Now we have simulated years of life left for each patient who died from COVID in Alberta over 1000 different simulations. From there we can grab the column sums.

sum<-colSums(tracking[2:1001])
mean<-mean(sum)
sd<-sd(sum)
quantile(sum,c(0.025,0.975))
##     2.5%    97.5% 
## 1234.975 1500.025

From that we can see that on average, 1372 person-years of expected life were lost due to COVID, 95% of the time falling between 1234.98 and 1500.03.

graph<-data.frame(x=1:1000,y=sum)
g<-ggplot(graph,aes(y=y))+geom_boxplot()+ggtitle("Boxplot of Expected Years of Life Lost")+labs(y="Years of Expected Life Lost")

What About the 83-year olds?

Jason Kenney implied in his comments in the Legislature that those who make it to 83 and die of COVID already passed the life expectancy finish line of 82. We’ve already discussed why that makes no sense. But what if those patients who already reached 83 did not die of COVID? As in, their lives continued on in an “average” timeline in which COVID did not exist?

To what age would they have been expected to live?

We can figure this out easily from the data we already generated.

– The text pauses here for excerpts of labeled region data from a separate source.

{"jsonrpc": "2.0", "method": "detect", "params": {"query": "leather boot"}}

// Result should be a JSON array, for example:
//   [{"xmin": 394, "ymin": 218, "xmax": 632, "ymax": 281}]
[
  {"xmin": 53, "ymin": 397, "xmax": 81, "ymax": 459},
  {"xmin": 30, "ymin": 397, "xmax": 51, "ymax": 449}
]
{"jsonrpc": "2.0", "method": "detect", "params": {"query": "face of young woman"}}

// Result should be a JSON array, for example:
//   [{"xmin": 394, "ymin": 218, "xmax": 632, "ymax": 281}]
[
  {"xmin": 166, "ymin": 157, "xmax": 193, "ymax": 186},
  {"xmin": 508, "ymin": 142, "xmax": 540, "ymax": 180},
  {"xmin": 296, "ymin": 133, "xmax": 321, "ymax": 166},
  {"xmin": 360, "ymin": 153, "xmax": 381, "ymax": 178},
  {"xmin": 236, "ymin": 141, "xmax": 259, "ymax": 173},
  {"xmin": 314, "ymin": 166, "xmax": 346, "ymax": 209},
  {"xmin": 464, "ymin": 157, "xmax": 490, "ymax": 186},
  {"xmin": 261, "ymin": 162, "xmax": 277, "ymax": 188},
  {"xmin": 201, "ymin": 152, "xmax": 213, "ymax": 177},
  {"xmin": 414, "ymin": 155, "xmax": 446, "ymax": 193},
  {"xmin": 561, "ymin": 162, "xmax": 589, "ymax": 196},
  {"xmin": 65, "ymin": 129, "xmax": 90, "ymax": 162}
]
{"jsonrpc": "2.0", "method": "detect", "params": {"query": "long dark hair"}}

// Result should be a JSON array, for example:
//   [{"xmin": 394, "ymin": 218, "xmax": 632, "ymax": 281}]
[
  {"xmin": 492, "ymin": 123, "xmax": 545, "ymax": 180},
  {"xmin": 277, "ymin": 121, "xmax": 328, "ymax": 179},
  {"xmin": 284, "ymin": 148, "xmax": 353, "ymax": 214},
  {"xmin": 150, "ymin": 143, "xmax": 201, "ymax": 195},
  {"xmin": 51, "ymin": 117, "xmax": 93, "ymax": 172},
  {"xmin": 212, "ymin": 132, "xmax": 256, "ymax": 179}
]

old<-subset(tracking,age>=83)
sum<-colSums(old[2:1001])
mean<-mean(sum)
sd<-sd(sum)
quantile(sum,c(0.025,0.975))
##   2.5%  97.5% 
## 326.00 457.05

Even those who made it to 83, without COVID, would’ve lived on average another 5 years, ranging 95% of the time from 4.35-6.09 years, an average total of 390 person-years.

Conclusion

The fact is, COVID is a new disease to which the human species has never been exposed. Most evidence to date from countries where data is available suggests that COVID is not replacing other causes of death. It is adding to death tolls. In many cases, in a magnitude higher than would be expected from the COVID death counts alone.

It is stealing years of life from all ages, but mostly from our most elderly and vulnerable citizens those who, Mr. Kenney should remember, worked so hard during their younger years to make our society what it is today. They deserve better than indifference from the very leaders who should be doing what they can to protect them.